1968-69, " Hong Kong flu," [A (H3N2)], caused about 34,000 deaths in the United States . This virus was first detected in Hong Kong in early 1968 and spread to the United States later that year. Influenza A (H3N2) viruses still circulate today.
Both the 1957-58 and 1968-69 pandemics were caused by viruses containing a combination of genes from a human influenza virus and an avian influenza virus. The 1918-19 pandemic virus appears to have an avian origin.


Now...Add to that, global recession, depletion of the gross national product, weakened infrastructure, social and economic chaos, and lack of adequate resources and qualified personnel; and you have the makings of a disaster of epic proportions. It'll make New Orleans look like...well...Mardi Gras.

The Government knows about it, has known about it, but is fucked to do much about it, because if they really do tell everyone the straight poop, there's gonna be Pandemic Pandemonium. People are gonna freak-the-fuck-out, like the tiny brained, "Chicken Little's" that they are. So they, the gov, are giving us the info in measured doses.

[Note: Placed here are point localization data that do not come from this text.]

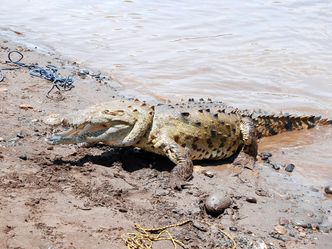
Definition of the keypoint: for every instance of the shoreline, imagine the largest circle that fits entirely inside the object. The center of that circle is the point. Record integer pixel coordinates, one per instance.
(75, 197)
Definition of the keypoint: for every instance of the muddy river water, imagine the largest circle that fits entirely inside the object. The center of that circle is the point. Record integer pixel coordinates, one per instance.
(274, 55)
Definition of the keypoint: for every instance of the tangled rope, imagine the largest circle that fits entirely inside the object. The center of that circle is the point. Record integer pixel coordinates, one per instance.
(144, 237)
(49, 73)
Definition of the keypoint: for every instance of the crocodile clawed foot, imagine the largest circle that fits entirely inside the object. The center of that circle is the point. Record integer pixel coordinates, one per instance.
(245, 161)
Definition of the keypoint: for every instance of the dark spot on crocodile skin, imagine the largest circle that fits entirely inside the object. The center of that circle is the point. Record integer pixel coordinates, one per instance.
(188, 137)
(209, 142)
(213, 133)
(272, 132)
(185, 114)
(288, 125)
(162, 146)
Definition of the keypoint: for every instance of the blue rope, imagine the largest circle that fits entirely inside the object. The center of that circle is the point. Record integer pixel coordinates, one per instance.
(49, 73)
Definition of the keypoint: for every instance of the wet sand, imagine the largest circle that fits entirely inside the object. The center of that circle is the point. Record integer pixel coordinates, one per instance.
(74, 197)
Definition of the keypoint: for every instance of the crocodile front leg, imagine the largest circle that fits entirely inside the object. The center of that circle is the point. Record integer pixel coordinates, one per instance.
(178, 155)
(247, 156)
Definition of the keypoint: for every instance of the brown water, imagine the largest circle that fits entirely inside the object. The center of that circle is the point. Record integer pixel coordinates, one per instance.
(251, 54)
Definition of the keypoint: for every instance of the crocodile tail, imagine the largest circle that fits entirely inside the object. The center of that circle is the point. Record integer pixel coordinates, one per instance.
(269, 125)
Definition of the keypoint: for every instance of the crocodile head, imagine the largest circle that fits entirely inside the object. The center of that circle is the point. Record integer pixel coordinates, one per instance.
(119, 123)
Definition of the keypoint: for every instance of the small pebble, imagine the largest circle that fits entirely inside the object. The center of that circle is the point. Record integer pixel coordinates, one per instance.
(265, 155)
(123, 210)
(313, 189)
(216, 203)
(283, 221)
(275, 166)
(280, 229)
(290, 167)
(209, 173)
(20, 134)
(23, 157)
(251, 199)
(328, 190)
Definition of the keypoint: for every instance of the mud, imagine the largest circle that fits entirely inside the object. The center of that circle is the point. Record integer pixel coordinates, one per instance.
(70, 196)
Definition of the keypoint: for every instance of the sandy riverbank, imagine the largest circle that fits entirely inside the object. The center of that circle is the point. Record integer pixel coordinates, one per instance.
(75, 197)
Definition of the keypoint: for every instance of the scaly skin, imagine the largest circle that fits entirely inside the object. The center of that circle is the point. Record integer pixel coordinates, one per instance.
(183, 132)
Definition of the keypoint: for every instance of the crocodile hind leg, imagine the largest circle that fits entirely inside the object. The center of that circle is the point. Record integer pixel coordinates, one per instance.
(179, 155)
(248, 153)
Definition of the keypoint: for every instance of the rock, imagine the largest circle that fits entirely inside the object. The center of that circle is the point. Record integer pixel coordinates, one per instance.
(209, 173)
(265, 155)
(275, 166)
(280, 230)
(328, 190)
(53, 119)
(313, 189)
(200, 226)
(261, 192)
(283, 221)
(251, 199)
(259, 244)
(216, 203)
(123, 210)
(23, 157)
(25, 107)
(20, 134)
(290, 167)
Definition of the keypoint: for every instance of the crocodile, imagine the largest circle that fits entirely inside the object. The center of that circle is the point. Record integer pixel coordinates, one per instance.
(185, 131)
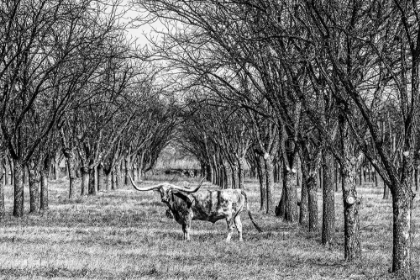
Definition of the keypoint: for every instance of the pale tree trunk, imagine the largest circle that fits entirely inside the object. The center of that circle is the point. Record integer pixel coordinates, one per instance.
(12, 171)
(140, 167)
(312, 202)
(291, 209)
(18, 188)
(34, 191)
(127, 170)
(228, 172)
(2, 184)
(71, 169)
(386, 192)
(241, 172)
(92, 182)
(56, 166)
(351, 202)
(44, 190)
(309, 175)
(235, 175)
(85, 180)
(7, 174)
(113, 181)
(328, 194)
(269, 182)
(402, 205)
(303, 212)
(262, 181)
(108, 178)
(118, 175)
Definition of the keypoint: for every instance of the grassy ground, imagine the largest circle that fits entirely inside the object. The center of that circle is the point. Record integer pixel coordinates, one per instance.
(125, 235)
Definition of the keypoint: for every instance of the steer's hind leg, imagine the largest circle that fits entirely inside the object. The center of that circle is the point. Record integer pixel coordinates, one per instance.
(238, 225)
(229, 222)
(186, 228)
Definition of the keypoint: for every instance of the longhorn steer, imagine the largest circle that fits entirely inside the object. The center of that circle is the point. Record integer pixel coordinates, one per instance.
(188, 204)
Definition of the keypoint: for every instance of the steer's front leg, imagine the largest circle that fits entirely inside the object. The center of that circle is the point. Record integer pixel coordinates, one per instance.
(186, 229)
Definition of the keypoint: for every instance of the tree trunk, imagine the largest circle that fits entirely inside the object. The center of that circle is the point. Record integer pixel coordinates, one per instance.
(402, 205)
(235, 176)
(92, 181)
(108, 178)
(71, 174)
(291, 212)
(99, 177)
(352, 242)
(118, 175)
(56, 166)
(303, 213)
(228, 173)
(127, 170)
(328, 206)
(386, 192)
(18, 188)
(241, 172)
(2, 184)
(312, 202)
(113, 181)
(44, 190)
(269, 177)
(261, 179)
(33, 191)
(85, 180)
(12, 171)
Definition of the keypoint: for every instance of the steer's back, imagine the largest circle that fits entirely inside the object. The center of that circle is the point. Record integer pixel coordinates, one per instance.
(213, 205)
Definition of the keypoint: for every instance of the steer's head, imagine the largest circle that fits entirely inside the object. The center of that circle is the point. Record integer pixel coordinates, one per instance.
(166, 190)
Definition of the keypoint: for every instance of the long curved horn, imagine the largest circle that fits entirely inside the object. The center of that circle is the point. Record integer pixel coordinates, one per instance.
(183, 189)
(145, 188)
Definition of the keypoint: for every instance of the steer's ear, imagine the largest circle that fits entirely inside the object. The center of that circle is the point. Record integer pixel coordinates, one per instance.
(183, 197)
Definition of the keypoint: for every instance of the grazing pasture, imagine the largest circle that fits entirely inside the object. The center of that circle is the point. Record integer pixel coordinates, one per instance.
(125, 234)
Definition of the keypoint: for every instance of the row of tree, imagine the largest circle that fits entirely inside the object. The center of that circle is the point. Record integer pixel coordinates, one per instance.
(323, 81)
(72, 84)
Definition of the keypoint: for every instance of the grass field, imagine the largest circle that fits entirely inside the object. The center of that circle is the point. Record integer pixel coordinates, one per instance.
(126, 235)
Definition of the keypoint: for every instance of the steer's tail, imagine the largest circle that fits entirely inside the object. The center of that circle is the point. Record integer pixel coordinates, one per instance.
(249, 212)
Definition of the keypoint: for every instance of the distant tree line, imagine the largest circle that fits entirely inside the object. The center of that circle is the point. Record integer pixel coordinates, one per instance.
(313, 85)
(74, 88)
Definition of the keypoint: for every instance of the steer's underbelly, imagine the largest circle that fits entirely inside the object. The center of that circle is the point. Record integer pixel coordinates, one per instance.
(211, 217)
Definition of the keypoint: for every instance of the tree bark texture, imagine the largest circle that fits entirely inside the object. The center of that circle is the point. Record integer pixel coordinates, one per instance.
(402, 205)
(386, 192)
(241, 172)
(312, 202)
(303, 212)
(118, 175)
(351, 202)
(18, 188)
(229, 178)
(262, 182)
(127, 170)
(34, 198)
(92, 182)
(85, 180)
(291, 214)
(44, 191)
(269, 177)
(3, 175)
(328, 194)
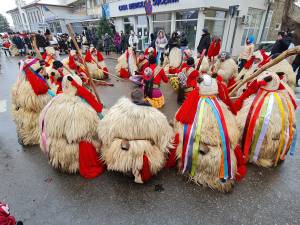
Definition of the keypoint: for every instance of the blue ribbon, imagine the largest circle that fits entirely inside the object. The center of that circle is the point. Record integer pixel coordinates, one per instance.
(293, 146)
(226, 175)
(189, 150)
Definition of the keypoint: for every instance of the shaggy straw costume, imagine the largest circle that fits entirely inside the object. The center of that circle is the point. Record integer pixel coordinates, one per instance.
(127, 65)
(135, 139)
(68, 127)
(29, 96)
(267, 122)
(227, 68)
(208, 139)
(92, 58)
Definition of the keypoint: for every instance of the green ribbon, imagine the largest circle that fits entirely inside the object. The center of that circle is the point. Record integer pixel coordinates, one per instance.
(197, 140)
(260, 124)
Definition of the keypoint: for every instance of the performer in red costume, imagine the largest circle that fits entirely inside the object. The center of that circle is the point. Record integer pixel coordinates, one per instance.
(153, 75)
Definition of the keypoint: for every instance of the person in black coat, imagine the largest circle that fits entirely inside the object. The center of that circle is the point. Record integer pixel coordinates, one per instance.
(19, 43)
(280, 45)
(204, 41)
(183, 41)
(296, 66)
(41, 42)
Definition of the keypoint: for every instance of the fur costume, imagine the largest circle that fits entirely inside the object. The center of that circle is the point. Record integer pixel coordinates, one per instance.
(267, 122)
(260, 58)
(94, 59)
(153, 75)
(29, 96)
(127, 65)
(227, 68)
(68, 130)
(74, 64)
(135, 139)
(208, 139)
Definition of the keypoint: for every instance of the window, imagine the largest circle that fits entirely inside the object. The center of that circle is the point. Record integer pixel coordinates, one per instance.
(215, 22)
(267, 27)
(128, 24)
(186, 21)
(252, 28)
(162, 21)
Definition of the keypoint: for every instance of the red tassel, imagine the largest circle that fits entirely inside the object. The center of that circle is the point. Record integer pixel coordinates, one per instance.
(38, 85)
(146, 172)
(124, 73)
(100, 56)
(90, 165)
(72, 63)
(249, 63)
(44, 56)
(88, 56)
(88, 96)
(241, 163)
(172, 155)
(187, 111)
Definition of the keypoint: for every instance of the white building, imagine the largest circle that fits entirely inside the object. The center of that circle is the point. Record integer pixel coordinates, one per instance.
(192, 16)
(52, 14)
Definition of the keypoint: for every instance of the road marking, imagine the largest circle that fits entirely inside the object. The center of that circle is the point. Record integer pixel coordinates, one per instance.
(3, 106)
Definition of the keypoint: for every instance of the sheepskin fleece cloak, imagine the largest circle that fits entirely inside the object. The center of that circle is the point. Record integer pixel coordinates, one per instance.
(25, 110)
(227, 69)
(67, 121)
(208, 167)
(125, 120)
(271, 141)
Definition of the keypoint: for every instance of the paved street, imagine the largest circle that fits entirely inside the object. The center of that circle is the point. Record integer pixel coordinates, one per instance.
(38, 194)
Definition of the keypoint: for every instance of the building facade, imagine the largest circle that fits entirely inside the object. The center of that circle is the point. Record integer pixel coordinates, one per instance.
(54, 15)
(191, 17)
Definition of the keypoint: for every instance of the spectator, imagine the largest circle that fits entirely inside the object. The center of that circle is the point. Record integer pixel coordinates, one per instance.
(204, 41)
(174, 41)
(184, 42)
(117, 42)
(28, 44)
(161, 43)
(133, 40)
(41, 42)
(280, 45)
(6, 45)
(247, 53)
(152, 41)
(296, 66)
(106, 43)
(19, 42)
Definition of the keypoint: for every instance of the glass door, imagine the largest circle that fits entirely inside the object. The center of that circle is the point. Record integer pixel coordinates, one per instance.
(142, 33)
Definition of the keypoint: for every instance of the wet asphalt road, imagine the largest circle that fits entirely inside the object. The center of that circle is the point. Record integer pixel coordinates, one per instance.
(37, 194)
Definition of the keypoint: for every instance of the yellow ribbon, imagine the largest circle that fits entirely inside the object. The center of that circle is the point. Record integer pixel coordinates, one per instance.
(197, 139)
(281, 110)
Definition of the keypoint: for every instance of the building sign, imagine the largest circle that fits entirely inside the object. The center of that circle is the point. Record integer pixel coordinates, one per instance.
(141, 4)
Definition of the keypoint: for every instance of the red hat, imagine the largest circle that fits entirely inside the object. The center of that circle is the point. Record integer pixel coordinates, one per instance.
(5, 217)
(36, 81)
(88, 56)
(86, 95)
(72, 63)
(100, 56)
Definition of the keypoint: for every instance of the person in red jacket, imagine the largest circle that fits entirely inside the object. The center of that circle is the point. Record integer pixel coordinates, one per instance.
(188, 80)
(153, 75)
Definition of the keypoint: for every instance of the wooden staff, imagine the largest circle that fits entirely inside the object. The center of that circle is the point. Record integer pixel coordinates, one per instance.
(110, 74)
(36, 49)
(278, 59)
(71, 32)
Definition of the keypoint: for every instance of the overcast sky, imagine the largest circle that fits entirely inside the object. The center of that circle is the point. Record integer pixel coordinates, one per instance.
(6, 5)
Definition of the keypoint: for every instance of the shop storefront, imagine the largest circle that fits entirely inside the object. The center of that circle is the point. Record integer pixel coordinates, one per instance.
(190, 17)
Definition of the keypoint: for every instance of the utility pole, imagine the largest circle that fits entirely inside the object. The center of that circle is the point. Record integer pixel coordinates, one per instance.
(24, 20)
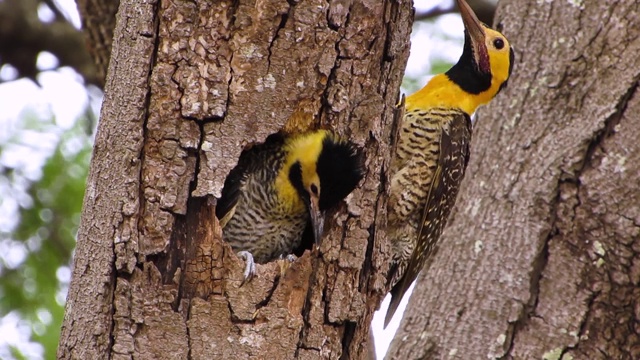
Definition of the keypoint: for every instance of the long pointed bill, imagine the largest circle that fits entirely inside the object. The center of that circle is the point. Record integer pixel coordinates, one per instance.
(317, 220)
(476, 34)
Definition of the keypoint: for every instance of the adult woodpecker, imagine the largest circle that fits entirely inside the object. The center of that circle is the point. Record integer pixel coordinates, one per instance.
(433, 149)
(279, 187)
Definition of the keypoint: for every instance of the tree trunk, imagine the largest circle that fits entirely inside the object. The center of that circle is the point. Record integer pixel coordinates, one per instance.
(189, 84)
(541, 259)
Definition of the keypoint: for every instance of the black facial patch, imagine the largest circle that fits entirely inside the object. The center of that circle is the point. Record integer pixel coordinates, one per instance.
(340, 170)
(512, 58)
(466, 72)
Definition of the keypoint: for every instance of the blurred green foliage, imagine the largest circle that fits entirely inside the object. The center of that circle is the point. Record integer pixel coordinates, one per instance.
(35, 266)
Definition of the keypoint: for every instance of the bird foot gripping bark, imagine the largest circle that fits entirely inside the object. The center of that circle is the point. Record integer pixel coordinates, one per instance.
(250, 266)
(285, 262)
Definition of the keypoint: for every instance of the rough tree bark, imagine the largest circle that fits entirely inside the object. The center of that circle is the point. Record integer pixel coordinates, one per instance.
(542, 257)
(189, 84)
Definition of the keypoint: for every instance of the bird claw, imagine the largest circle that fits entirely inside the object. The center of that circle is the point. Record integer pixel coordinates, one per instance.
(289, 258)
(286, 262)
(250, 266)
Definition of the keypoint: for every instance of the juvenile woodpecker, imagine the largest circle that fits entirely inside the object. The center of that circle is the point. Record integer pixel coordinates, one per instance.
(280, 187)
(433, 149)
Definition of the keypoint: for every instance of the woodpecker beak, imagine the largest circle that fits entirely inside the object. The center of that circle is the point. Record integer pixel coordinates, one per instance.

Little bits here and there. The internet blurb on a World Health Organization meeting. Something in the paper about Bush's new plan to fight the disease*.


Is it me, or does he ALWAYS look stupid??

A TSA announcement that travel restrictions to certain parts of the world may be imposed. Small, strategically placed nuggets of info. Hoping like hell that the population figures it out, and doesn't go ape-shit when it does.

It's called H5N1. Pay attention people. Do your homework. Tell your loved ones. Seriously.

*Bush has proposed spending 71 Billion Dollars to deal with the Pandemic, and experts are saying that's a drop in the bucket.